It would be an assured intro for an experienced director, but as the story progresses, big-screen neophytes Ricky Gervais and Stephen Merchant are confirmed as born filmmakers with a flair for pacing, detail, mood and character. The pair have always juxtaposed tears and laughter. The Office was a midlife crisis in spotlight. Extras picked away at the cult of celebrity. Cemetery Junction is hardly Michael Haneke, but it’s much less of an out-and-out comedy than you might expect. It’s an energetic and enduring drama that chews on big themes (ambition, ageing, family breakdown) with a perfect blend of sweet and sharp.

Freddie wants to move on and grow up – ideally, with Julie (Felicity Jones), the smart and talented daughter of his snake-eyed insurance-firm boss Mr Kendrick (Ralph Fiennes). Snork, coveting the girl in the greasy-spoon, is tired of playing the fool. Bruce’s single father drinks away his pain while his son vents through brawling and copper-baiting. It’s the subtlety of tone that delights: cautionary not sneering; poignant not grim. There is comedy, but it comes in flecks not daubs, and it’s the flashes of humanity that linger – like the father-son moment that plays as a masterstroke of restraint.
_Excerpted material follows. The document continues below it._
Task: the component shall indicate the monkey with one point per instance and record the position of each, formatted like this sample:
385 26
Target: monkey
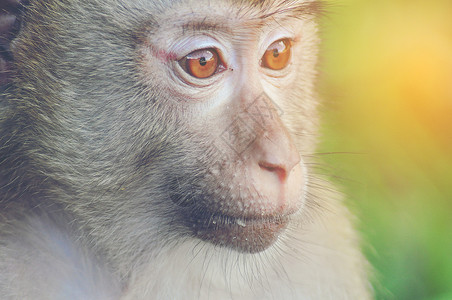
166 150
The thrust is an Office retread (nice guy loves girl next door who’s engaged to the wrong bloke) and, while the characters convince, the dialogue can feel a little written. But the film never relies on weary Brit-flick clichés, balancing affection for the era, place and people with a timeless endorsement for self-improvement. Get mad. But don’t look back in anger.